The causes, evaluation, and management of possible occult bacteremia vary by children's age and immunization status. See also Fever in Infants and Children.

Children 3 to 36 months of age

In the era before conjugate vaccines, approximately 3 to 5% of children aged 3 to 36 months with a febrile illness (temperature > 38.5° C) and no localizing abnormalities (ie, fever without a source) had occult bacteremia. In contrast, children > 36 months with bacteremia almost always looked ill and had an identifiable (ie, non-occult) focus of infection. The majority (80%) of occult bacteremia prior to the introduction of routine conjugate immunization was caused by Streptococcus pneumoniae. A smaller percentage (10%) was caused by Haemophilus influenzae type b, and an even smaller percentage (5%) was caused by Neisseria meningitidis.

Currently in the United States and Europe, routine vaccination of infants with polysaccharide conjugate vaccines against S. pneumoniae and H. influenzae type b has eliminated > 99% H. influenzae type b infections and substantially reduced ≥ 70% (overall) and ≥ 90% (vaccine-type) invasive S. pneumoniae infections. Thus, in this age group, occult bacteremia has become rare except in underimmunized or nonimmunized children, and in children with immunodeficiency.

Even with the decreased rates of infection, the risk of invasive bacterial infections (IBIs) is still a concern in young children with fever without apparent source or occult bacteremia (1). IBIs typically are defined as sepsis, meningitis, and urinary tract infection (UTI) but also include septic arthritis and osteomyelitis. In a prospective study of 203 previously healthy 3- to 24-month-old children with a high fever (≥ 40.5° C) without a source, 99% of whom had received at least 1 dose of a pneumococcal conjugate vaccine, 3% were diagnosed with bacteremia and 12% had either a UTI or pneumonia (1). Such infections could be minimized by early identification and treatment of the bacteremia. The likelihood of progression to an IBI depends on the cause: 7 to 25% for bacteremia caused by H. influenzae type b but 4 to 6% for bacteremia caused by S. pneumoniae.

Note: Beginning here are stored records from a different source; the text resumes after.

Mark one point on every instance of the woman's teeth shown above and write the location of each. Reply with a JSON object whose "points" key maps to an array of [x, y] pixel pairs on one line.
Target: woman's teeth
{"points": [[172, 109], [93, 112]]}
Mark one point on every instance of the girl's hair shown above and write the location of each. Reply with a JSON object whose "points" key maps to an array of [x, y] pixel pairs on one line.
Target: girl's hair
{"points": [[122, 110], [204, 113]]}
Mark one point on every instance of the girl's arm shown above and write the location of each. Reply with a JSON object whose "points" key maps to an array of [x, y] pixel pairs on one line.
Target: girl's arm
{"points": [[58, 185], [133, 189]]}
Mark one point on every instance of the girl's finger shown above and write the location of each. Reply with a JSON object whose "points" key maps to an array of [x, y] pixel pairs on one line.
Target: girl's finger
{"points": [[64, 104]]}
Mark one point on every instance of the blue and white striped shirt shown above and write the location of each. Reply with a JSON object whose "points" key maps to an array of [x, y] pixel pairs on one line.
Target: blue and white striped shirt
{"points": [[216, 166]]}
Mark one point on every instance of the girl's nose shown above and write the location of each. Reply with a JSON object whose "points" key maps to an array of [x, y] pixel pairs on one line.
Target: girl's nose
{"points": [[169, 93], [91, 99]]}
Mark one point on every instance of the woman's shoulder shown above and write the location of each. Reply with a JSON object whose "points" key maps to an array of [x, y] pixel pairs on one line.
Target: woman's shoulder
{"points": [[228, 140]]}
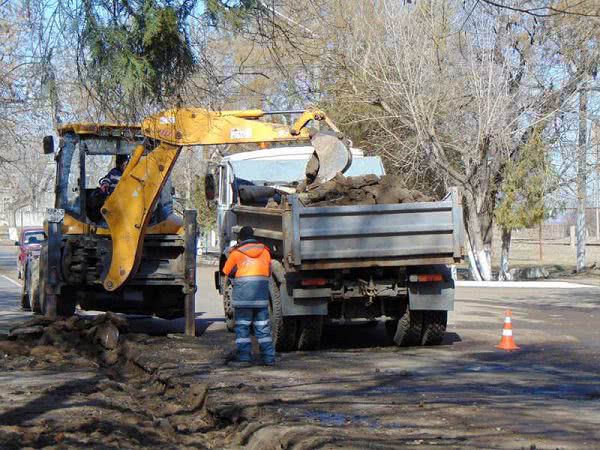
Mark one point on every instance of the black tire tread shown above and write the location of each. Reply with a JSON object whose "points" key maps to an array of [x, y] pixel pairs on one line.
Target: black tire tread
{"points": [[408, 332], [434, 327], [283, 329]]}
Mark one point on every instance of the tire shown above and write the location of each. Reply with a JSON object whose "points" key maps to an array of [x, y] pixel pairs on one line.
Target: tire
{"points": [[25, 288], [390, 328], [434, 327], [33, 292], [228, 307], [283, 328], [409, 329], [310, 329], [65, 303]]}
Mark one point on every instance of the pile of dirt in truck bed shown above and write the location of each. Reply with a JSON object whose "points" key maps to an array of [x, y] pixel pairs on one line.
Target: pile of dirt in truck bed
{"points": [[361, 190]]}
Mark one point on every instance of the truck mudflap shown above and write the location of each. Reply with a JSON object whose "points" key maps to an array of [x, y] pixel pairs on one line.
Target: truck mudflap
{"points": [[432, 296]]}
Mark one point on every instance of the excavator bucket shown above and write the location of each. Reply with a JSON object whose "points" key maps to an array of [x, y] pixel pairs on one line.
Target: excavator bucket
{"points": [[330, 157]]}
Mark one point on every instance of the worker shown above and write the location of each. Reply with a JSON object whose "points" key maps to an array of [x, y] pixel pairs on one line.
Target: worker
{"points": [[249, 266], [109, 182]]}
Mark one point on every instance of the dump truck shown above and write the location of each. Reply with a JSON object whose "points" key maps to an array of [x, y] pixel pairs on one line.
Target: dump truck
{"points": [[354, 263]]}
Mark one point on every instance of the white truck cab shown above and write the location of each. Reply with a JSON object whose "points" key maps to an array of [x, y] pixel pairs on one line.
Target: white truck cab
{"points": [[275, 166]]}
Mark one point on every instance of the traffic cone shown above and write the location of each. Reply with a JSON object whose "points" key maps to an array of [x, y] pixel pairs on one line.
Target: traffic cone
{"points": [[507, 342]]}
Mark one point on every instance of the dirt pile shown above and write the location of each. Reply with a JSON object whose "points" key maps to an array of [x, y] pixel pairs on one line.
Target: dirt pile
{"points": [[128, 390], [361, 190], [65, 339]]}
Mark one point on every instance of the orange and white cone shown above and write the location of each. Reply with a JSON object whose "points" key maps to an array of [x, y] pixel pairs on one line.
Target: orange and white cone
{"points": [[507, 342]]}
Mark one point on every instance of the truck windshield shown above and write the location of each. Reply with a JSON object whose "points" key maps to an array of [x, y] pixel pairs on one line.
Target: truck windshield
{"points": [[290, 170]]}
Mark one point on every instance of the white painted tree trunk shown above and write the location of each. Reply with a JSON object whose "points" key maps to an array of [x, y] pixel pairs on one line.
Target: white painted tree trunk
{"points": [[504, 274], [480, 262], [581, 180]]}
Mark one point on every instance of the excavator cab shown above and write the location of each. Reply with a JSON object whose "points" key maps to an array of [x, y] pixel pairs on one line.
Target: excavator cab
{"points": [[77, 255], [86, 155]]}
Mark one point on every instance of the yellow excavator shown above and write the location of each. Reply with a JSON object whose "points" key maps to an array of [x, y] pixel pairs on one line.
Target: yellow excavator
{"points": [[131, 252]]}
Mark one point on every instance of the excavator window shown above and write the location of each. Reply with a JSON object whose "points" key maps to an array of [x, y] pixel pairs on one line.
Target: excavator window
{"points": [[68, 180], [83, 161]]}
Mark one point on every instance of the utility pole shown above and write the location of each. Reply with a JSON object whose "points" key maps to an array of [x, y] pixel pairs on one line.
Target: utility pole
{"points": [[581, 178]]}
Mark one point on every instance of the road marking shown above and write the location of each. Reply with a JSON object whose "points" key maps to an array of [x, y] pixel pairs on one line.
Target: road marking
{"points": [[10, 280], [525, 284]]}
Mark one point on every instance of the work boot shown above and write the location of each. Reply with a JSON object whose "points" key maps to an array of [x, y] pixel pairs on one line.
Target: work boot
{"points": [[239, 364], [268, 363]]}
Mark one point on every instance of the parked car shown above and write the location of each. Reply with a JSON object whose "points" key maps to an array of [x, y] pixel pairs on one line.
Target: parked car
{"points": [[30, 243]]}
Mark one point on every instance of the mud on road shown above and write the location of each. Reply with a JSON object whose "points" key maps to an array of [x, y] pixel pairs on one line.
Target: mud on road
{"points": [[80, 383]]}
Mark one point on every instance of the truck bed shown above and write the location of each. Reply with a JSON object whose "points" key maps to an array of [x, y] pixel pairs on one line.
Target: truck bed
{"points": [[360, 235]]}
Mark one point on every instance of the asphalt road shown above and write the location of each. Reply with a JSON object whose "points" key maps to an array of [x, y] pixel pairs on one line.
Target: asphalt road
{"points": [[464, 393]]}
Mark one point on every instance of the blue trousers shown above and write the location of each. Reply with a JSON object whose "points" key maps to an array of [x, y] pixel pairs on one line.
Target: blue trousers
{"points": [[258, 318]]}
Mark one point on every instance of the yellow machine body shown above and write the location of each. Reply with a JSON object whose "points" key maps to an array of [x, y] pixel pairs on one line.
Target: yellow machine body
{"points": [[128, 209]]}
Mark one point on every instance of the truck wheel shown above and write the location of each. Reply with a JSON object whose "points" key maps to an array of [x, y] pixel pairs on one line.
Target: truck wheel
{"points": [[409, 329], [283, 328], [309, 332], [33, 291], [25, 288], [228, 306], [434, 327], [390, 328]]}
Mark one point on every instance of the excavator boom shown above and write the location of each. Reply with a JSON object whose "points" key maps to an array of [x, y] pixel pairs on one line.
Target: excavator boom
{"points": [[128, 209]]}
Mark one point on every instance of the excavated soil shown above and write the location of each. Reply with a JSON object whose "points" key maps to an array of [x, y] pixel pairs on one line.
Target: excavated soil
{"points": [[361, 190], [78, 383]]}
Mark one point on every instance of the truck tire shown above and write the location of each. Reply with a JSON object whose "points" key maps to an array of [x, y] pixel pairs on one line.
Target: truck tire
{"points": [[282, 328], [409, 329], [25, 288], [391, 326], [33, 292], [434, 327], [310, 329], [228, 307]]}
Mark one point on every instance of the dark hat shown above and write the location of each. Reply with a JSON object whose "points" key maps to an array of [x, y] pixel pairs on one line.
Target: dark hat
{"points": [[246, 233], [121, 159]]}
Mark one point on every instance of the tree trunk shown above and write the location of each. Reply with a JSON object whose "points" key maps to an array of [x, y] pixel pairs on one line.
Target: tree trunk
{"points": [[581, 180], [479, 253], [506, 238]]}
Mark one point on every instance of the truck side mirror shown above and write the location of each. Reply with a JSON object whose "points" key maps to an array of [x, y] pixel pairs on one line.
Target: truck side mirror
{"points": [[210, 187], [48, 145]]}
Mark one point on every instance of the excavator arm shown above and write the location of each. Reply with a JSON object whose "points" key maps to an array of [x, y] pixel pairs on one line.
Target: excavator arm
{"points": [[128, 209]]}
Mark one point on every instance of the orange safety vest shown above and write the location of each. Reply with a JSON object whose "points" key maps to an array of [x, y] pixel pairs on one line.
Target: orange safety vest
{"points": [[250, 259]]}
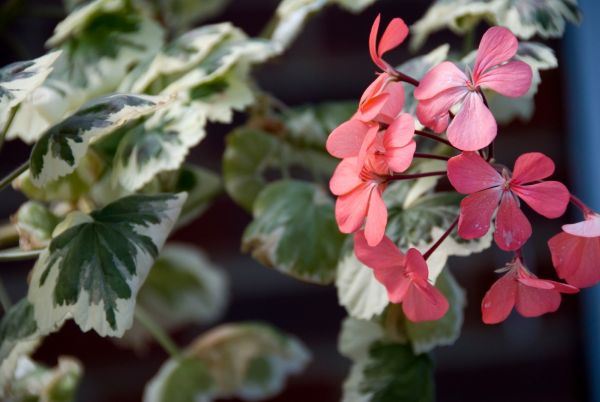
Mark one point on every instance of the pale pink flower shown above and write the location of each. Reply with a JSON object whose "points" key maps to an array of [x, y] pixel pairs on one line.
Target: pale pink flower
{"points": [[489, 190], [446, 88], [405, 278], [522, 290]]}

Children < 3 months of age

In contrast, febrile infants < 3 months of age continue to have a greater risk of IBI than older infants, approximately 8 to 10%. In the past, IBIs in young infants < 3 months of age were more commonly caused by group B beta-hemolytic Streptococcus, S. pneumoniae, and H. influenzae type b. However, chemoprophylaxis during labor in pregnant women colonized with group B beta-hemolytic Streptococcus has reduced early-onset (infection occurring at < 7 days of age) group B streptococcal disease by > 80% (2). In addition, routine conjugate immunization has decreased colonization among older siblings immunized against S. pneumoniae and H. influenzae type b such that the rate of IBI caused by those organisms has decreased as well (herd immunity). Finally, improvements in food safety also may have reduced the rate of Listeria monocytogenes infection in young infants.

Notably, late-onset (infection occurring at > 7 days of age) group B streptococcal infection is not affected by chemoprophylaxis during labor, and other serious bacterial illnesses such as UTI (most commonly caused by Escherichia coli) and occasional cases of Salmonella and Staphylococcus aureus bacteremia continue to be important causes of fever without apparent source on physical examination in infants < 3 months of age.

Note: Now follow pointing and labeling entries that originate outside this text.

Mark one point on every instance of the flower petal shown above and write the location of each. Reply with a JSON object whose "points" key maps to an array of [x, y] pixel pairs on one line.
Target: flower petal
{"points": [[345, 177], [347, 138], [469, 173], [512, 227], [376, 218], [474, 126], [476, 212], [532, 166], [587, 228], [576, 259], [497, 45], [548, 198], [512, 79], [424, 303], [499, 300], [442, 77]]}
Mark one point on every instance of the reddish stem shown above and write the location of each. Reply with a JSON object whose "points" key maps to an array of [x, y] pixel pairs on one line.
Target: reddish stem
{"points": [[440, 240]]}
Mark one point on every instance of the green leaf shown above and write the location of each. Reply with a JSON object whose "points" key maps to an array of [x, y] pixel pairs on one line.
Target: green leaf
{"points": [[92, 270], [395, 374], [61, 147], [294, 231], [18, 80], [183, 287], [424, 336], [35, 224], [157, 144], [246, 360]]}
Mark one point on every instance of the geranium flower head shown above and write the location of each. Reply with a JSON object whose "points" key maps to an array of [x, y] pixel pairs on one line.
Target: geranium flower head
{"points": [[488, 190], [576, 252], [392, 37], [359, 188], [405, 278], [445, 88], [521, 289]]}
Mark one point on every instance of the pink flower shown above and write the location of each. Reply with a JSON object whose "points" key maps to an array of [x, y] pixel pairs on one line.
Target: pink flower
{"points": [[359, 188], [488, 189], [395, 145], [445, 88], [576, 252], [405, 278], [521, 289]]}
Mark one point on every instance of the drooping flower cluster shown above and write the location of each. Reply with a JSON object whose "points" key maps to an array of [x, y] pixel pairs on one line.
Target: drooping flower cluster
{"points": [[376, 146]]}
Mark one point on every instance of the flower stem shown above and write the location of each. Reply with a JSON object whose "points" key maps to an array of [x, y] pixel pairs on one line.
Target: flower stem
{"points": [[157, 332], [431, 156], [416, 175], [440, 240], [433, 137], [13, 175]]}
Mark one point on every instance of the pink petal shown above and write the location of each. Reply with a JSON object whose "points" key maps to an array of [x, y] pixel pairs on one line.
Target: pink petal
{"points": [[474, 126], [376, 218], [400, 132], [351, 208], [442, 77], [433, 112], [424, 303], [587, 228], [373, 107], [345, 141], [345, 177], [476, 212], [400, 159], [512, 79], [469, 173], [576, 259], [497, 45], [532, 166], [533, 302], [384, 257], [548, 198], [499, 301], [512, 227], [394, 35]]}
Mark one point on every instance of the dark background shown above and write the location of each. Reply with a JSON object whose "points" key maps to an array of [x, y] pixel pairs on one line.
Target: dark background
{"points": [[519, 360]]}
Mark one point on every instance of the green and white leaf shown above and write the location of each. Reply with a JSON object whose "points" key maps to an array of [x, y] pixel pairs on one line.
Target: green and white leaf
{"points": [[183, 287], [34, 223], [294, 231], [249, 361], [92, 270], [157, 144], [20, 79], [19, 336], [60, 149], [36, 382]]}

Current rates of bacteremia in febrile infants 8 to 60 days of age are closer to 2 to 5%, as opposed to 8 to 10% in the past (3), and a greater proportion is due to UTI rather than to meningitis or undifferentiated bacteremia.

General references

  1. 1. Gangoiti I, Zubizarreta A, Elgoibar B, Mintegi S; Infectious Diseases Working Group, Spanish Society of Pediatric Emergencies (SEUP): Occult Bacteremia in Young Children with Very High Fever Without a Source: A Multicenter Study. Pediatr Infect Dis J 39(12):e462-e464, 2020. doi: 10.1097/INF.0000000000002891

  2. 2. Nanduri SA, Petit S, Smelser C, et al: Epidemiology of Invasive Early-Onset and Late-Onset Group B Streptococcal Disease in the United States, 2006 to 2015: Multistate Laboratory and Population-Based Surveillance. JAMA Pediatr 173(3):224-233, 2019. doi: 10.1001/jamapediatrics.2018.4826

  3. 3. Pantell RH, Roberts KB, Adams WG, et al: Evaluation and Management of Well-Appearing Febrile Infants 8 to 60 Days Old [published correction appears in Pediatrics. 2021 Nov;148(5):]. Pediatrics 148(2):e2021052228, 2021. doi: 10.1542/peds.2021-052228

Symptoms and Signs

The major symptom of occult bacteremia is fever. In infants < 3 months of age, high fever is defined as a temperature 39° C ( 102.2° F) or, according to recent guidelines, 38.0° C ( 100.4° F) (1).

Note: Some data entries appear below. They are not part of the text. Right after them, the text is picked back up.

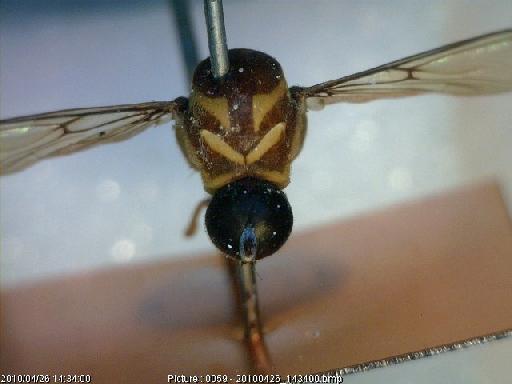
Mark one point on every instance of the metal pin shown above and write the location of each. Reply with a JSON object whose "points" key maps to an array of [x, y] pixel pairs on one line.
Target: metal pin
{"points": [[246, 276], [214, 15]]}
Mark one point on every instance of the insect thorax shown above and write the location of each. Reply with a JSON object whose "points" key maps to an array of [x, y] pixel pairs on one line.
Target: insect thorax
{"points": [[246, 124]]}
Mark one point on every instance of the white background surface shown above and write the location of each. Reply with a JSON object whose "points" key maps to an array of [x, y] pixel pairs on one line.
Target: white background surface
{"points": [[130, 202]]}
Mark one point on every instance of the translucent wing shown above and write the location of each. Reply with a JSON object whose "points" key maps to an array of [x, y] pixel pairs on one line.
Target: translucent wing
{"points": [[27, 139], [478, 66]]}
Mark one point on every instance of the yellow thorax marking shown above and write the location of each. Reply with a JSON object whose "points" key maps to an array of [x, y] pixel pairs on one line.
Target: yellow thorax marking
{"points": [[263, 103], [267, 142], [281, 179], [218, 145], [217, 106]]}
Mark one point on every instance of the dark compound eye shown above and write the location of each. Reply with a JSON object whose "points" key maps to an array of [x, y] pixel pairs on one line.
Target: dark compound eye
{"points": [[249, 203]]}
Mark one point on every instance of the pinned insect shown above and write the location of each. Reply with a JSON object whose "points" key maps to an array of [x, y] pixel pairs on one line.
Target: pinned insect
{"points": [[243, 131]]}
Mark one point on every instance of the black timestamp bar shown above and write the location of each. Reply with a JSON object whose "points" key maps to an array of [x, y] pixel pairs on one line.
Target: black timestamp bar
{"points": [[44, 378]]}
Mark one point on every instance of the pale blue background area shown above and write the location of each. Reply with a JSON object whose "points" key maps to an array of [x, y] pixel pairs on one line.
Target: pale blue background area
{"points": [[130, 202]]}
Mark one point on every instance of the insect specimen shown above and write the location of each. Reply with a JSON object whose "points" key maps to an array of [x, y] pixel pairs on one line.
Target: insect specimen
{"points": [[243, 132]]}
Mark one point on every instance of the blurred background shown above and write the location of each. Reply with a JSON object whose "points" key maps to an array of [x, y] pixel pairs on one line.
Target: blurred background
{"points": [[130, 202]]}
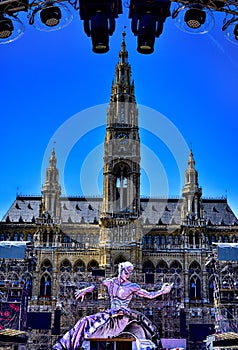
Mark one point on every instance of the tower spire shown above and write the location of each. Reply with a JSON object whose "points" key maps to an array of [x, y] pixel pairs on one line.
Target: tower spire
{"points": [[122, 86], [123, 54]]}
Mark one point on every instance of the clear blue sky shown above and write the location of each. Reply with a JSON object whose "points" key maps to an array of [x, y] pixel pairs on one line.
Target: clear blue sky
{"points": [[49, 78]]}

By definition, children with apparent focal disease (eg, cough, dyspnea, and pulmonary crackles suggesting pneumonia; skin erythema suggesting cellulitis or septic arthritis) are excluded (ie, because their disease is not occult).

A toxic appearance (eg, limpness and listlessness, lethargy, signs of poor perfusion, cyanosis, marked hypoventilation or hyperventilation) suggests sepsis or septic shock; bacteremia in such children is also not classified as occult or fever without a source. However, early sepsis can be difficult to distinguish from occult bacteremia.

Symptoms and signs reference

  1. 1. Pantell RH, Roberts KB, Adams WG, et al: Evaluation and Management of Well-Appearing Febrile Infants 8 to 60 Days Old [published correction appears in Pediatrics. 2021 Nov;148(5):]. Pediatrics 148(2):e2021052228, 2021. doi: 10.1542/peds.2021-052228

Diagnosis

  • Blood cultures

  • Urine culture and urinalysis

  • Complete blood count (CBC) and differential

  • Serum inflammatory markers (C-reactive protein [CRP], procalcitonin [PCT])

  • Depending on age and clinical circumstances, lumbar puncture for examination of cerebrospinal fluid

Diagnosis of bacteremia requires blood cultures; ideally, 2 samples are taken from separate sites, which helps minimize the problem of false-positive results due to skin contaminants, and results should be made available within 24 hours.

Recommendations for testing and choice of tests vary with age, temperature, and clinical appearance; the goal is to minimize testing without missing an IBI. Children who have indications of focal infection on history or physical examination are evaluated based on those findings.

When available, rapid diagnostic tests for enteroviruses, respiratory syncytial virus, and influenza virus (eg, respiratory virus PCR panels) are useful in the evaluation of infants > 30 days of age with fever without apparent source, because infants whose test results are positive for these viruses likely have fever resulting from that virus and require few or no further tests for IBI. There also are rapid tests for other viruses, but these have not been studied sufficiently to justify using their results to alter testing for IBI. Not all studies have found that viral infection lessens the risk of IBI, especially in infants < 30 days of age.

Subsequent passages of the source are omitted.